An extensive amount of information is currently available to clinical specialists, ranging from detailed demographic characteristics to physical examination and various types of biochemical data. The most important concern in the medical field is to consider the interpretation of data and perform accurate diagnosis. Artificial intelligence method and especially artificial neural network (ANN) algorithms can handle diverse types of medical data and integrate them into categorized outputs. A common bone disease ‘osteoporosis’ does not depend only on bone mineral density (BMD) but also on some other factors e.g., age, weight, height, life-style etc., which play considerable role in the diagnosis of osteoporosis. In this study, we propose a decision making system using demographic variables in an Egyptian population to provide a convenient, accurate and inexpensive solution to predict segmental and total BMD and expect future fracture risk for healthy persons and those with pathologic condition known to be related to BMD. We believe the ANN is a promising tool for estimating and predicting segmental and total BMD values using simple demographic characteristics.
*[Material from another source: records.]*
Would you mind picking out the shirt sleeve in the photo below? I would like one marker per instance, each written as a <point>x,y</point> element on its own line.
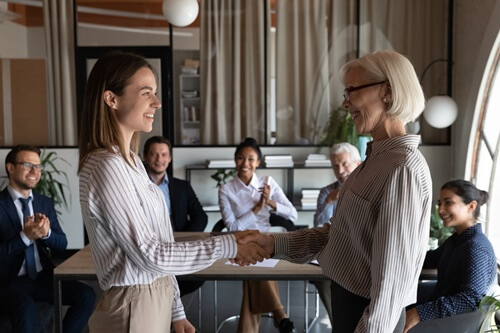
<point>397,250</point>
<point>113,199</point>
<point>177,306</point>
<point>474,274</point>
<point>284,207</point>
<point>233,223</point>
<point>324,210</point>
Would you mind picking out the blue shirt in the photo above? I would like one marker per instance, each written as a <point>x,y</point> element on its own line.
<point>324,210</point>
<point>164,189</point>
<point>466,270</point>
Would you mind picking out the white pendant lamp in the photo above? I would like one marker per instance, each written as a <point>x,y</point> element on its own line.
<point>440,111</point>
<point>180,13</point>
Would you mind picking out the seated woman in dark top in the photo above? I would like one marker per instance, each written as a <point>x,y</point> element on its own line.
<point>466,262</point>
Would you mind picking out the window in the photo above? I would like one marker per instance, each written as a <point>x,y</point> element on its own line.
<point>485,165</point>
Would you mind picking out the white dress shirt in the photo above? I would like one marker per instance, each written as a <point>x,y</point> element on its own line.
<point>19,208</point>
<point>236,201</point>
<point>129,228</point>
Published in | American Journal of Neural Networks and Applications (Volume 1, Issue 3) |
DOI | 10.11648/j.ajnna.20150103.11 |
Page(s) | 52-56 |
Creative Commons |
This is an Open Access article, distributed under the terms of the Creative Commons Attribution 4.0 International License (http://creativecommons.org/licenses/by/4.0/), which permits unrestricted use, distribution and reproduction in any medium or format, provided the original work is properly cited. |
Copyright |
Copyright © The Author(s), 2016. Published by Science Publishing Group |
Bone Mineral Density (BMD), Dual-energy X-ray Absorptiometry (DXA), Osteoporosis, Artificial Neural Network (ANN)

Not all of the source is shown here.